“Pop says they always used to shoot Meadowlarks when he was a boy, and up to not very long ago,” said Tommy, “and Yellowhammers and Pigeons and Doves and Robins, too, but now nobody dares, except on the sly. Anyway, the Wild Pigeons grandfather tells of are all gone, and I’ve only seen a couple of Doves this year.”

“The birds you speak of are now protected by law, here in Connecticut,” said Gray Lady, “though in some states they are not, but the game-birds I mean are the little Killdeer Plover, and the Upland and other small Plovers, together with the Sandpipers, both of fresh and salt water.”

XV
GAME-BIRDS?

The plea of the Meadowlark, Mourning Dove, Sandpiper, Plovers, and Bobolink, the Masquerader

“Spare us, please! We are too small for food.”

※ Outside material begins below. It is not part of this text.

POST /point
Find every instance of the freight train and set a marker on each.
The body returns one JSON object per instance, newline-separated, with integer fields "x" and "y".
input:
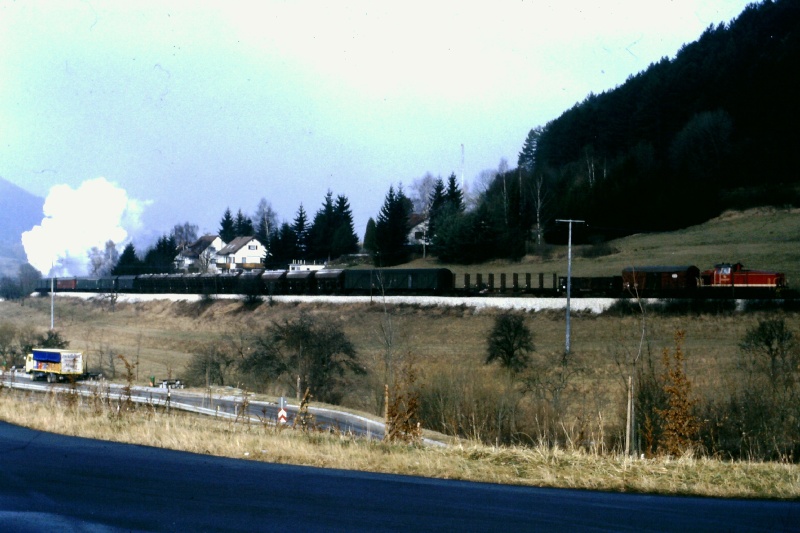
{"x": 723, "y": 281}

“You, children, who live with green fields about you, all know the Meadowlark by sight and sound, even if you never have had the curiosity to learn its name. It is the bird seen walking in old fields and lowlands. In size it is a little larger than a Robin, with a rather flat head and long, stout bill, its back speckled and streaked with brown and black, and a beautiful yellow throat and breast crossed by a crescent of black. When the bird is on the ground, if you came behind it, at a distance, you might think it a Flicker, but the moment it takes to the air with a whirring flight, the white feathers at the outside of the tail show plainly, and name it Meadowlark, just as the white rump names the Flicker.

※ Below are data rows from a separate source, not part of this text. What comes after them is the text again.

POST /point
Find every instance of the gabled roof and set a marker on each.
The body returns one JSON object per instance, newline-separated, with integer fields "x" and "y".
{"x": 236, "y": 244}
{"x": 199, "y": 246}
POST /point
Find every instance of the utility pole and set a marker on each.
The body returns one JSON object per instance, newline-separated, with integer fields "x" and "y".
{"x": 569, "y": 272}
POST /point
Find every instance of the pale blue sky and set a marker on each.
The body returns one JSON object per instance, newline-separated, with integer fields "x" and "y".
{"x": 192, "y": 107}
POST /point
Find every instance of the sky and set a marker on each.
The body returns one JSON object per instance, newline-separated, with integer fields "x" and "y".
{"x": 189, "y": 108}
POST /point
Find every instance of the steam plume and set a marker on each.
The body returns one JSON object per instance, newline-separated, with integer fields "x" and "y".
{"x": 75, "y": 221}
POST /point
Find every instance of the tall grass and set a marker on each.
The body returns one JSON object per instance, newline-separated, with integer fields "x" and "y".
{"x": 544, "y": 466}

“Then, you know its voice, that sometimes drops from a tree, sometimes rises from the grass, that Mr. Burroughs says calls, ‘Spring o’ the year—Spring o’ the year.’ The notes are clear as a flute, and, beautiful as our Meadowlark’s song is, that of his brother, the Prairie Lark, is still more melodious, and I shall never forget the first spring morning that I heard it from the border of one of those endless grain-fields that roll on to meet the sky like a glistening green sea with its waters stirred by the breeze.

“The Meadowlark is certainly a thing of beauty, but, at the same time, its greater service to man is its usefulness; not as a bit of meat, no matter how plump it may grow, but as the untiring guardian of the fields, where it spends its life and makes its nest home in a grass tussock. For this bird, of the eastern United States, is with us here in Southern New England, and southward, all the year, and those flocks that migrate do not leave until late fall, and are back again by the middle of March, while the Prairie Lark covers the western part of the country, as permanent warden of the meadow and hayfields. All the year they keep at work; from March to December insect food is the chief part of the diet; insects that are the farmer’s bane,—grasshoppers, cutworms, sow-bugs, ticks, weevils, plant-lice, and the click-beetle (the grown-up wire worm) being but a few of them. The remaining months, December, January, and February, insects failing, waste grain is eaten, and weed seeds, as pigeon grass, rag and smart weed, and black mustard.